6. a kind of temperature-detecting device of the use according to claim 4 based on ultrasonic wave under high microwave radiation environment Method, it is characterised in that：The wall mouth is distance of center circle cavity lower end hcm, the circular port of radius dcm.

7. a kind of temperature-detecting device of the use according to claim 4 based on ultrasonic wave under high microwave radiation environment Method, it is characterised in that：The temperature-detecting device detection high radiation microwave based on ultrasonic wave under high microwave radiation environment The temperature of heating cavity；Wherein, the amplification is fixed on the exit of the cut-off waveguide with conditioning circuit (3)；

The ultrasound transmitting transducer (21) extends to the high radiation microwave by lead from the cut-off waveguide and adds At the wall mouth of hot cavity；

Ultrasonic wave reception energy converter (22) extends to the high radiation microwave by lead from the cut-off waveguide and adds At the wall mouth of hot cavity.

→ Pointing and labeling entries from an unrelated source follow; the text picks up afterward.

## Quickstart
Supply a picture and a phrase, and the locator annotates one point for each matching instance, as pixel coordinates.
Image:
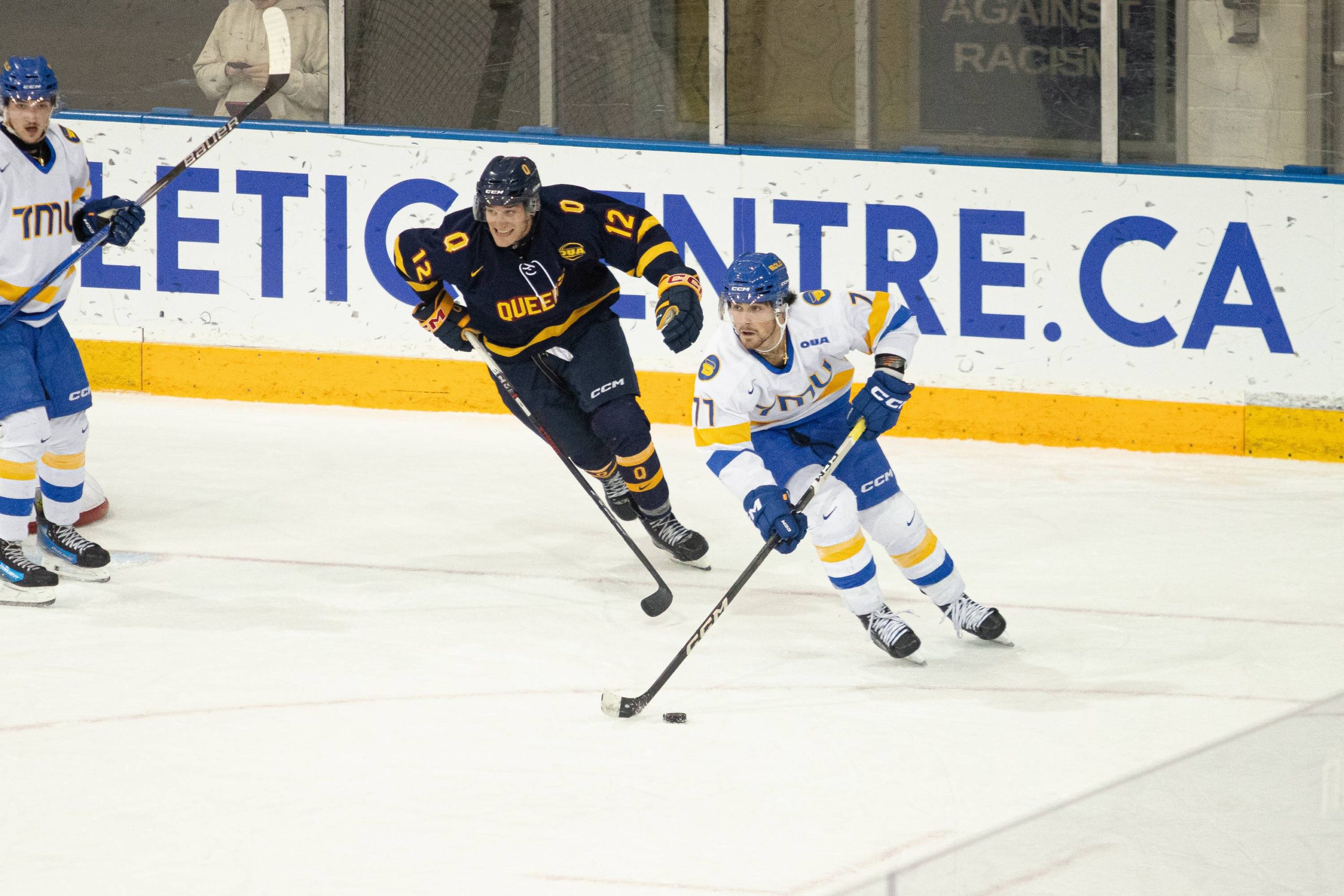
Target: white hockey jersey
(37, 217)
(737, 392)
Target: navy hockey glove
(769, 508)
(445, 320)
(678, 312)
(879, 404)
(125, 222)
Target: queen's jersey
(737, 392)
(37, 220)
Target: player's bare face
(507, 224)
(754, 324)
(29, 119)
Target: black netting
(474, 64)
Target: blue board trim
(777, 152)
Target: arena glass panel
(990, 77)
(144, 54)
(632, 69)
(443, 64)
(791, 73)
(1258, 813)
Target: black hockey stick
(277, 39)
(618, 707)
(656, 602)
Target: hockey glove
(879, 404)
(127, 218)
(678, 312)
(769, 508)
(445, 320)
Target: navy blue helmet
(29, 78)
(756, 277)
(507, 181)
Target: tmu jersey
(738, 392)
(521, 303)
(37, 220)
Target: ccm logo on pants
(885, 477)
(606, 387)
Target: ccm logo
(885, 477)
(606, 387)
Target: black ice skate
(985, 624)
(32, 582)
(618, 498)
(70, 554)
(686, 546)
(891, 633)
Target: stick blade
(277, 41)
(658, 602)
(618, 707)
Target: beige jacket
(239, 37)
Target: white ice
(362, 652)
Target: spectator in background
(233, 66)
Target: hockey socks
(643, 476)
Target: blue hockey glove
(445, 320)
(879, 404)
(678, 312)
(769, 508)
(125, 222)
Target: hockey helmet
(507, 181)
(29, 78)
(756, 277)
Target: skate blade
(695, 565)
(32, 597)
(76, 574)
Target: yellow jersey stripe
(18, 471)
(658, 251)
(635, 460)
(843, 551)
(922, 551)
(550, 332)
(878, 316)
(64, 461)
(646, 487)
(649, 224)
(736, 434)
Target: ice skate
(618, 498)
(27, 583)
(686, 546)
(985, 624)
(891, 633)
(71, 555)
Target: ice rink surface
(362, 652)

8. a kind of temperature-detecting device of the use according to claim 4 based on ultrasonic wave under high microwave radiation environment Method, it is characterised in that：The method that host computer (4) constructs the temperature of material in tested region under high microwave radiation environment is to improve Gaussian radial basis function reconstruction of temperature field algorithm；

The key step that host computer (4) constructs the temperature of material in tested region under high microwave radiation environment is as follows：

1) algorithm for reconstructing based on tight branch Gaussian radial basis function, determines the radial basis function of the tested regionDiameter To basic functionAs follows：

In formula, θ is the form parameter of radial basis function；X is abscissa variable；Y is ordinate variable；x_gFor g-th block of cells Center abscissa；y_gFor the center ordinate of g-th of block of cells；R is function point (x, y) to central point (x_g,y_g) distance and tight branch The ratio of radius；Ratio r is as follows：

In formula, R is tight branch radius；(x_g,y_g) be g-th of block of cells centre coordinate；X is abscissa variable；Y is ordinate change Amount；

2) the ultrasonic spread speed inverse matrix a in the medium of building；Spread speed inverse matrix a is as follows：

In formula, ε_gIt is velocity of sound inverse distribution parameter；G is arbitrarily small block；N is block of cells sum；For radial basis function；

3) flight time t of the ultrasound on kth aerial flight path is calculated_k；Flight time t_kAs follows：

In formula, a is ultrasonic propagation velocity inverse matrix；l_kFor the effective propagation path of kth item；S is ultrasonic flight path sum；For radial basis function；ε_gIt is velocity of sound inverse distribution parameter；G is arbitrarily small block；N is block of cells sum；a_kgFor g The ultrasonic propagation velocity of the effective propagation path of kth item of a block is reciprocal；

Wherein, the ultrasonic propagation velocity inverse a of g-th of block of cells of the effective propagation path of kth item_kgAs follows：

In formula, l_kFor the effective propagation path of kth item；S is ultrasonic flight path sum；For radial basis function；

4) by flight time t_kIt is written as matrix form, i.e.,：

T=A ε； (6)

In formula, flight time matrix t=(t₁,t₂,...,t_S)^T；

A is ultrasonic propagation velocity inverse matrix；A=(a_kg), k=1 ..., S, g=1 ..., N；

ε is velocity of sound inverse distribution parameter matrix；ε=(ε₁,ε₂,...,ε_N)^T；G is arbitrarily small block；N is block of cells sum；S is Ultrasonic flight path sum；

Velocity of sound inverse distribution parameter matrix ε is as follows：

ε=(A^TA)^-1A^Tt； (7)

In formula, t is flight time matrix；A is ultrasonic propagation velocity inverse matrix；

5) velocity of sound inverse distribution matrix ε is substituted into formula 3, obtains ultrasound spread speed inverse matrix a in the medium；

By ultrasound, spread speed inverse matrix a is substituted into formula 8 in the medium, and the temperature T (x, y) of tested region is calculated；

Functional relation between spread speed c and temperature T is as follows：

In formula, H is ideal gas constant；M is gas molecule quality；γ is specific heat ratio；T is temperature；Q is heat；

Temperature T (x, y) is as follows：

In formula, Q is heat；A is ultrasound spread speed inverse matrix in the medium.